Consistent Video-to-Video Transfer Using Synthetic Dataset

Authors: Jiaxin Cheng, Tianjun Xiao, Tong He

ICLR 2024 | Conference PDF | Archive PDF | Plain Text | LLM Run Details

Reproducibility Variable Result LLM Response
Research Type Experimental Our empirical evaluations confirm the effectiveness of LVSC and motion compensation in enhancing video quality and consistency. 5 EXPERIMENTS
Researcher Affiliation Industry Jiaxin Cheng, Tianjun Xiao & Tong He Amazon Web Services Shanghai AI Lab {cjiaxin,tianjux,htong}@amazon.com
Pseudocode No The paper describes its methods procedurally but does not include any formally labeled pseudocode or algorithm blocks.
Open Source Code Yes https://github.com/ amazon-science/instruct-video-to-video/tree/main
Open Datasets Yes Our synthetic dataset is constructed using paired prompts from two differentiated sources, each serving a specific purpose in the training process. The first source, LAION-IPTP, employs a finetuned GPT-3 model... The second source, Web Vid-MPT, which leverages video-specific captions from the Web Vid 10M dataset Bain et al. (2021).
Dataset Splits No The paper does not explicitly provide training/validation/test dataset splits for reproducibility of their experiments. It describes the TGVE dataset for evaluation, but not how it's split for training or validation.

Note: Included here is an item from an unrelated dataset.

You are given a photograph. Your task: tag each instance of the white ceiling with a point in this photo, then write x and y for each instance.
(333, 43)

Hardware Specification Yes This training process takes approximately 30 hours to complete on four NVIDIA A10G GPUs.
Software Dependencies No The paper mentions software components like 'Adam optimizer', 'Stable Diffusion', 'GPT-3 model', 'MPT-30B', 'DDIM', and 'CLIP-based filtering' but does not specify their version numbers or the versions of underlying libraries/frameworks (e.g., PyTorch, TensorFlow).

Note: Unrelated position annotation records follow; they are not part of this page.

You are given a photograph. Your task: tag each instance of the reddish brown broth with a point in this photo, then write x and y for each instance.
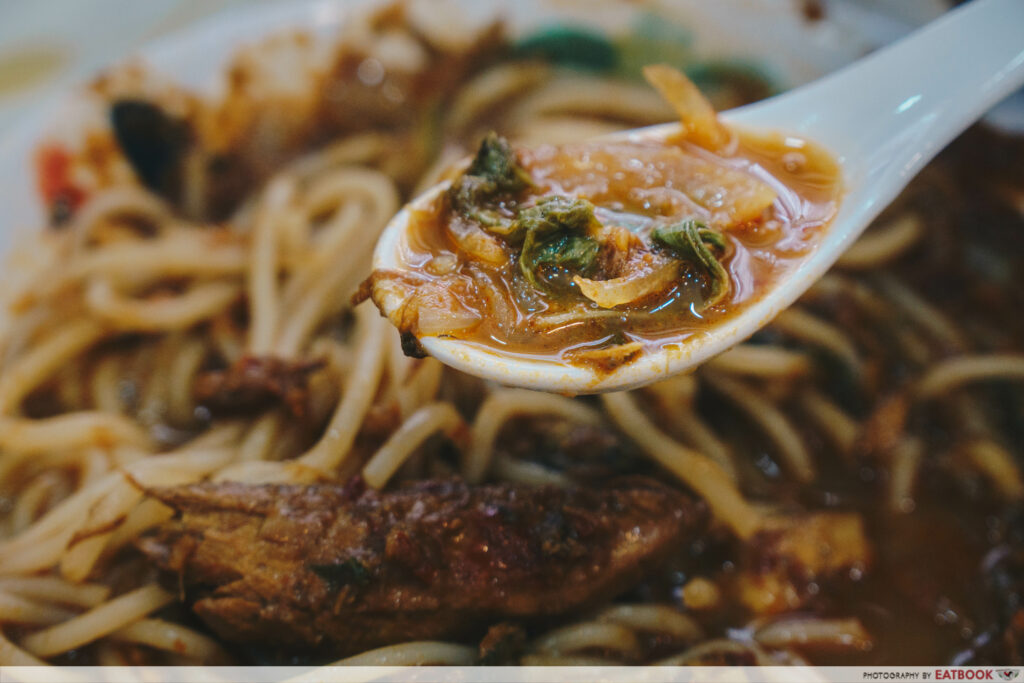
(637, 185)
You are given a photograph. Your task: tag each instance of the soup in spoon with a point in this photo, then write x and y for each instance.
(595, 253)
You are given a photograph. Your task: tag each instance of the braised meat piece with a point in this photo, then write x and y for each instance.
(336, 570)
(254, 383)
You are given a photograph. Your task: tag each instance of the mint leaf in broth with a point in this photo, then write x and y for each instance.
(569, 46)
(557, 231)
(693, 242)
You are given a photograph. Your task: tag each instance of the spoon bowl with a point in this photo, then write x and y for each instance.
(883, 118)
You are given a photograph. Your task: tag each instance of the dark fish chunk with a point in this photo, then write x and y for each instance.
(154, 142)
(253, 383)
(336, 570)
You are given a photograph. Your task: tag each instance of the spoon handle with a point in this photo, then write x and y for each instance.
(891, 112)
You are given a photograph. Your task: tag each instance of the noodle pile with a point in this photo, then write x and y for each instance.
(126, 305)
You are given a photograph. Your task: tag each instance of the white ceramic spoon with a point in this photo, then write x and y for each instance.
(883, 118)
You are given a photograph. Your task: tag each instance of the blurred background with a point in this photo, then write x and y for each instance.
(44, 45)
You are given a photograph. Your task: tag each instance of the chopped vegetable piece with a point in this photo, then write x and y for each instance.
(564, 218)
(693, 241)
(495, 171)
(695, 113)
(570, 46)
(644, 279)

Experiment Setup Yes Our training procedure makes use of the Adam optimizer with a learning rate set at 5 × 10−5. The model is trained with a batch size of 512 over a span of 2,000 iterations. This training process takes approximately 30 hours to complete on four NVIDIA A10G GPUs. During sampling, we experiment with varying hyperparameters for video classifier-free guidance (VCFG) within the choice of [1.2, 1.5, 1.8], text classifier-free guidance to 10 and video resolutions of 256 and 384.